Price guide A$18 - 23,000

1937 Velocette MSS 500cc

Here we have a very interesting 1937 500cc MSS Velocette. This bike was the personal rally bike of Aussie racing legend Eric Debenham. Like everything that Debo owned he made sure it worked well, and was happy to be non original if that made it work better. This bike has been owned by the current owner who bought it from Eric prior to his passing and has left it exactly as Debo had it including the hard wood fence paling in the battery box! It recently has had the dynamo restored by Chris Zock and is sporting new tyres and tubes. This is your chance to own a bit of Aussie history, and the bike is ready to rally and enjoy.

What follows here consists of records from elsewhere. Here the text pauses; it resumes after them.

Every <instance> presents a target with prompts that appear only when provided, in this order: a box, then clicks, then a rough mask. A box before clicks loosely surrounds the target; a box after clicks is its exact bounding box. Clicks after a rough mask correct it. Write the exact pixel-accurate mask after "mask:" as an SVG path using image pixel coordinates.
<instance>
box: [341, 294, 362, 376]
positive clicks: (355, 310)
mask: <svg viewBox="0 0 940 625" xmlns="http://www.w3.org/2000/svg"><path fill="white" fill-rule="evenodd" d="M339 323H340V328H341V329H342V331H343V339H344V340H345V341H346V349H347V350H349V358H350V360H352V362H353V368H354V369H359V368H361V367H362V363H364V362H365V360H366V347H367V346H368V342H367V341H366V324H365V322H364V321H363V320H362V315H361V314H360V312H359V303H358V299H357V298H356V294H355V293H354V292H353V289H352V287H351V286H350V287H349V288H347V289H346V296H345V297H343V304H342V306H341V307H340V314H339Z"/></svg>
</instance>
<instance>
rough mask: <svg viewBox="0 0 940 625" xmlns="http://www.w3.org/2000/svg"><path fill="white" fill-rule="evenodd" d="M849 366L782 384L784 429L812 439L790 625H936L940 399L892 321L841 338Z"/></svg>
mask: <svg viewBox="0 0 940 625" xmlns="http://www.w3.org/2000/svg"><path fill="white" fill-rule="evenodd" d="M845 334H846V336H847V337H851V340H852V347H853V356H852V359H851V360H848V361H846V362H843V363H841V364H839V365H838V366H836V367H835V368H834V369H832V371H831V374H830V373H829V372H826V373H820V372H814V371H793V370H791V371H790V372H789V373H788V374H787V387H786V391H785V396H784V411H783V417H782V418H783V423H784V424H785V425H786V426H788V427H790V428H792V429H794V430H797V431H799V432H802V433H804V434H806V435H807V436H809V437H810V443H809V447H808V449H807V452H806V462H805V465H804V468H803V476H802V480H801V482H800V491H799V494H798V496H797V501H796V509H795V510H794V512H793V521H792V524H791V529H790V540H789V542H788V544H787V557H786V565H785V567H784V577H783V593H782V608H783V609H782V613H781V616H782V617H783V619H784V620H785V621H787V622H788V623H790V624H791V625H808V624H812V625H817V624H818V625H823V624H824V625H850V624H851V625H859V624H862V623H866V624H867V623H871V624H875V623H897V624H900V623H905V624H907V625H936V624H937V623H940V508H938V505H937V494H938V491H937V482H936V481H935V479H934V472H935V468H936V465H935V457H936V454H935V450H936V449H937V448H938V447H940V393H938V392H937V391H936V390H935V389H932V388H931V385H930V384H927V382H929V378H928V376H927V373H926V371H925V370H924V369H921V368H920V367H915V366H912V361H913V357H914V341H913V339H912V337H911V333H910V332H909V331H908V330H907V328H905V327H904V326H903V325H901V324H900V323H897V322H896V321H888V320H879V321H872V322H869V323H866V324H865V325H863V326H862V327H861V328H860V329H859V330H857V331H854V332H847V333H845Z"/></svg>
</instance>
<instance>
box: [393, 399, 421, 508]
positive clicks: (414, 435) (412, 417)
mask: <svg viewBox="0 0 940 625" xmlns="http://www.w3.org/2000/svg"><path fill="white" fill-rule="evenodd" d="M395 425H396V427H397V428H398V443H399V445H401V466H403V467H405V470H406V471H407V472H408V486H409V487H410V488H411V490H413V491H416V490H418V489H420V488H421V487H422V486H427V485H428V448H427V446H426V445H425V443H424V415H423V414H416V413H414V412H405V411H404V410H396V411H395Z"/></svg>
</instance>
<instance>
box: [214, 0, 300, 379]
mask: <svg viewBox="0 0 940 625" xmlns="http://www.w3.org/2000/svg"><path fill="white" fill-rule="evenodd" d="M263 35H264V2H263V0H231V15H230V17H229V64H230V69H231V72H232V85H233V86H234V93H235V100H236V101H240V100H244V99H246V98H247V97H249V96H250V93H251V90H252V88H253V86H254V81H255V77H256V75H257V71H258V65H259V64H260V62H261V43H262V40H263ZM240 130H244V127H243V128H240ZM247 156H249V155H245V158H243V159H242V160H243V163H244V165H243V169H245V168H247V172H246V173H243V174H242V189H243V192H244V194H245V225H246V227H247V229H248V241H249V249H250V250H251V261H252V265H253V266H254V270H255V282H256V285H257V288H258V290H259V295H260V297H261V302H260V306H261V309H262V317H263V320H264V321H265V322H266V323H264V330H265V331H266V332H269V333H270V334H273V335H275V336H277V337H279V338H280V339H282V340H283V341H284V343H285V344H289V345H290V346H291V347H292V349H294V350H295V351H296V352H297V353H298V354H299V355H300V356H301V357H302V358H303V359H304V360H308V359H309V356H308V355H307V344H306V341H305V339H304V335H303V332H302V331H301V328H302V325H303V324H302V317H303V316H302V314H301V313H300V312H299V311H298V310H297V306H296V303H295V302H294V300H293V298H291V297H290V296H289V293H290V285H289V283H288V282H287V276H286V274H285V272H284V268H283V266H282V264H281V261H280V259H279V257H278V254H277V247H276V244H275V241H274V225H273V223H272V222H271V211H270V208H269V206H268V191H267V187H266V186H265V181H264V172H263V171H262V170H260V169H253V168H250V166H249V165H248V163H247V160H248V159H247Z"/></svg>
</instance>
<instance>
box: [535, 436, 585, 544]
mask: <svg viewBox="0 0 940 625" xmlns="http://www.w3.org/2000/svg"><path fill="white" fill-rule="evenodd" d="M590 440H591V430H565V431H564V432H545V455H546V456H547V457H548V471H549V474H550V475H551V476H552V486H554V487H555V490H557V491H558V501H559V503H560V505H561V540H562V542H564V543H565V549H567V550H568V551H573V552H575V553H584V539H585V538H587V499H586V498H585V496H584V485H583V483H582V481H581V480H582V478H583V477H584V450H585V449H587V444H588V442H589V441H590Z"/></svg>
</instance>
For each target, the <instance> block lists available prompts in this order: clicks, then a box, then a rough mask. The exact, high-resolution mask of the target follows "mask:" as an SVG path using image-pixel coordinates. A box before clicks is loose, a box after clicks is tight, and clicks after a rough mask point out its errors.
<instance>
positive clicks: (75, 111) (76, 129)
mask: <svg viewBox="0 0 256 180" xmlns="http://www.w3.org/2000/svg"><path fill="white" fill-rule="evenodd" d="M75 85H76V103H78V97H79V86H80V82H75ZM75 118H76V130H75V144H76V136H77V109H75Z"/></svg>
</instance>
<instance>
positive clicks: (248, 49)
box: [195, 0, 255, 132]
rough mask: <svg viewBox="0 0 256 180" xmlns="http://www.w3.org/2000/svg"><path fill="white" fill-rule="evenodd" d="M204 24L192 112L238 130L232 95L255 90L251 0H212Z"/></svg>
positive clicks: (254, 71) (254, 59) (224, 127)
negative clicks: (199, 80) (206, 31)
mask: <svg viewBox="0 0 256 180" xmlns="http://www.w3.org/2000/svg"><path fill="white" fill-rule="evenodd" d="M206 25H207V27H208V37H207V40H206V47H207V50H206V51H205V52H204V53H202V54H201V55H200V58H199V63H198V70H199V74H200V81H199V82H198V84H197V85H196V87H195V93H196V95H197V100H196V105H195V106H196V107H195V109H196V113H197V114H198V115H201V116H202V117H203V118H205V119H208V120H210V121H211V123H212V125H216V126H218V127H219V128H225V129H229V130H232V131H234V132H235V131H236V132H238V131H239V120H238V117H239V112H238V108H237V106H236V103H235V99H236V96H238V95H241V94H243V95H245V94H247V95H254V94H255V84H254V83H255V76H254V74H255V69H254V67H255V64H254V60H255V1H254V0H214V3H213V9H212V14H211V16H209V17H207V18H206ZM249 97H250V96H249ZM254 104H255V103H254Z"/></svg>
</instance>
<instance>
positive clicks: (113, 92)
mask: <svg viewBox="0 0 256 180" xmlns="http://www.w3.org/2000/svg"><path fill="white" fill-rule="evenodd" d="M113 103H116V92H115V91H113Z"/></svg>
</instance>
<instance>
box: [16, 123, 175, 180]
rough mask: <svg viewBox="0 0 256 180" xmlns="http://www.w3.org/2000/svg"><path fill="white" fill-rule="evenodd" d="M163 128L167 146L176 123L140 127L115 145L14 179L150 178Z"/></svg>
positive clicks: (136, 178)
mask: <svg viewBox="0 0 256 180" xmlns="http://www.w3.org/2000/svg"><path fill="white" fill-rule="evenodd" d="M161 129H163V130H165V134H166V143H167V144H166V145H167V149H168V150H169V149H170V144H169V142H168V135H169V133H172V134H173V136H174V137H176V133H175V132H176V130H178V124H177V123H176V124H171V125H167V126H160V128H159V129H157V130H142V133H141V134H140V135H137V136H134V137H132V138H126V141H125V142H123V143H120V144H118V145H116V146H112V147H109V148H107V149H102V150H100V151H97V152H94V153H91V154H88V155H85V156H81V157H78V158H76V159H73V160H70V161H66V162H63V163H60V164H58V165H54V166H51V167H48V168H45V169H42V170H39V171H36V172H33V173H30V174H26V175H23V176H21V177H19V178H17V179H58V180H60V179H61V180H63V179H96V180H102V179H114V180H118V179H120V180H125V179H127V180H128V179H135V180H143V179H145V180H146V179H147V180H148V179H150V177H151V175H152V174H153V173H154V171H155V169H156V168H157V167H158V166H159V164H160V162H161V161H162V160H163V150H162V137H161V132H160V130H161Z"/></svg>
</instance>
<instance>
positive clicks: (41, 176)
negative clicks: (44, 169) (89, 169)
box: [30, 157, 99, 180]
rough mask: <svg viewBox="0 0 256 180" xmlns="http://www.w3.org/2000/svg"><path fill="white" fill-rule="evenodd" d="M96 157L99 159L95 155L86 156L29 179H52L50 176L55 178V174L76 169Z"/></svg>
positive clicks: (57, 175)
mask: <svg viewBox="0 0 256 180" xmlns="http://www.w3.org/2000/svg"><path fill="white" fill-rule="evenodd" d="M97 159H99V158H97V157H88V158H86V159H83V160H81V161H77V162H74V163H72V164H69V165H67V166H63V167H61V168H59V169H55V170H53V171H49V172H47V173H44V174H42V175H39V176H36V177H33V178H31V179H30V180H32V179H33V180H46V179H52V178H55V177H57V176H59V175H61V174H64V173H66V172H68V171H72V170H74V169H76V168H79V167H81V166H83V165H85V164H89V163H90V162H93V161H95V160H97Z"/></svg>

Price guide A$13,000 – 17,000

1942 Harley Davidson WLA with Sidecar

This bike has a number of unique features and is ready to ride and rally.

These include:

Australian made Dusting side car ex NSW Police

Reverse gearbox

New dash panel and locking ignition switch

Spare fuel tanks

Metal side stripes for tank (not fitted)

Original saddle

The bike also has WLA 00 number plates


Price guide A$24 - 28,000

1983 Harley Davidson Sportster Roadster

Very original 1983 Harley Davidson Roadster.There were only 650 of this model produced making this one of the more collectable sportsters. The XLX 61 was part of the Sportster family line, and was released in 1983. Because it was part of the 1980 through 1985 generation of Sportsters, it had no kickstart ignition; owners got to enjoy having the simple and convenient electric-start bike. The ’83 XLX 61 did get to see some changes that set it apart from those produced in the few years prior. Buyers could choose between a standard gasoline tank, or a larger 3.3 gallon version. A more free flowing exhaust system was also installed, and they had new seats as well. Later on in the year Harley began to install the V-Fire III ignition, a vacuum operated electrical system often referred to as VOES. These seemingly small changes made for big business for the motorcycle company, and the production of the XLX 61 was considered one of Harley’s best marketing strategies up to that time.

Technical features are:

V Twin, Four-stroke engine

Chain-drive transmission

Displacement of 60.84 cubic inches (997.0 ccm)

4-speed gearbox

50 HP @ 6000 rpms (36.5 kW @ 6k rpms)


Top speed of 98.8 mph (159.0 km/h)

Overhead valve fuel control system

8.8:1 compression ratio

2 valves per cylinder

Bore x Stroke: 3.2 x 3.8 inches (81.0 x 96.8 mm)

Rear tire: MT 90-16

Front tire: MJ 90-19

537.9 lbs.(244 kg) full weight (with gas and oil)

This bike is eligible for historic registration and is ready to ride away, rally and enjoy


Price A$13,000 - 17,000

1917 James 225cc Two Strokes

Very rare 1917 James. James were an interesting manufacturer from the UK who, unlike many British manufacturers used all of their own parts, engines, gearboxes etc. This bike is a 225cc two stroke originally out of the Parker collection. It is a runner and runs on pre mix, but also has an oil pump for hard long hills, it has a 2 speed gearbox with no clutch and has the unique "pineapple" finned barrel. There is a compression valve for starting and stopping , which also acts as a brake. Other features are:

2 new tyres

Gas lights and generator'

Bosch ZE1 magneto

Chain primary and belt final drive.

This bike offers excellent value for someone looking for a veteran motorcycle.

Price guide A$9 - 11,000

1981 Kawasaki Z1
Basket Case

This 1981 Z1000 Kawasaki basket case is very complete and is a great way to own one of these iconic machines.